Both methods are equally valid. The simultaneous equations method is generally simpler for calculations when dealing with only two points. However, the logarithmic transformation method is more robust and adaptable if you have multiple data points or want to apply statistical analysis to find the best-fitting exponential curve.

Importance of Accurate Calculations

Remember that minor inaccuracies in calculations can significantly affect the final equation. Use a calculator or software that offers sufficient precision, especially when dealing with logarithms and exponential functions. Rounding off should be done judiciously only at the final stage.

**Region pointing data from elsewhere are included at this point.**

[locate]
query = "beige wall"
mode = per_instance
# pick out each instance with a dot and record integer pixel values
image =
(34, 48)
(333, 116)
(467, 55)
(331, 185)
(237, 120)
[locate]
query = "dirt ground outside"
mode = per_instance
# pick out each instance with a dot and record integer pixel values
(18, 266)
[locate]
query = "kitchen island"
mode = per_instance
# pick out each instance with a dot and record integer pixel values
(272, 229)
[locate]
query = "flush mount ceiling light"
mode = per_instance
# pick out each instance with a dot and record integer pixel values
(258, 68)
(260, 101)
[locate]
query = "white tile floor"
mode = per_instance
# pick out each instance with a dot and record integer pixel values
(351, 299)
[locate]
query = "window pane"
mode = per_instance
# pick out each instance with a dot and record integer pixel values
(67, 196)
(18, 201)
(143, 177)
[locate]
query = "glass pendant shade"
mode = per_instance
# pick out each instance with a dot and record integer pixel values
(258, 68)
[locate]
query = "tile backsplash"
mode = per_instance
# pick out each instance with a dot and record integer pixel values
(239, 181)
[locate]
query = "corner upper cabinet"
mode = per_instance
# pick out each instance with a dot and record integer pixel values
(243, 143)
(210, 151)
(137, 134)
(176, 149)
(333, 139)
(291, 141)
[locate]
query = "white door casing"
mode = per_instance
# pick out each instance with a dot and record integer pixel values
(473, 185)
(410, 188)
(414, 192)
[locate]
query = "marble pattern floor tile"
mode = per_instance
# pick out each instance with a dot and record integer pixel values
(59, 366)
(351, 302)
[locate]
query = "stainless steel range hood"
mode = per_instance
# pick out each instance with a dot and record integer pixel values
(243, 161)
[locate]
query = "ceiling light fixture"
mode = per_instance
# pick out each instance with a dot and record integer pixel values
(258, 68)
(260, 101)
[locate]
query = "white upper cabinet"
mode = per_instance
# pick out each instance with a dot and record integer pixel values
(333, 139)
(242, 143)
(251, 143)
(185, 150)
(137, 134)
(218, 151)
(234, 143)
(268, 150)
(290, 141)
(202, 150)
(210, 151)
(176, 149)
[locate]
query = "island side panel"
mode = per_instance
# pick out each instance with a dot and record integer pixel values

Applications of Exponential Equations

Exponential equations are crucial in various fields:

• Population Growth: Modeling the growth of populations (bacteria, animals, humans).
• Radioactive Decay: Describing the decay of radioactive substances.
• Compound Interest: Calculating interest earned on investments.
• Spread of Diseases: Analyzing the spread of infectious diseases.
• Cooling/Heating: Determining the rate of temperature change.

Mastering the ability to find the equation of an exponential graph from two points is a fundamental skill with far-reaching applications in mathematics and science. By understanding the methods outlined above and practicing with different examples, you can confidently tackle these problems and apply your knowledge to various real-world scenarios. Remember to always check your solutions by substituting your calculated equation back into the original points to ensure accuracy.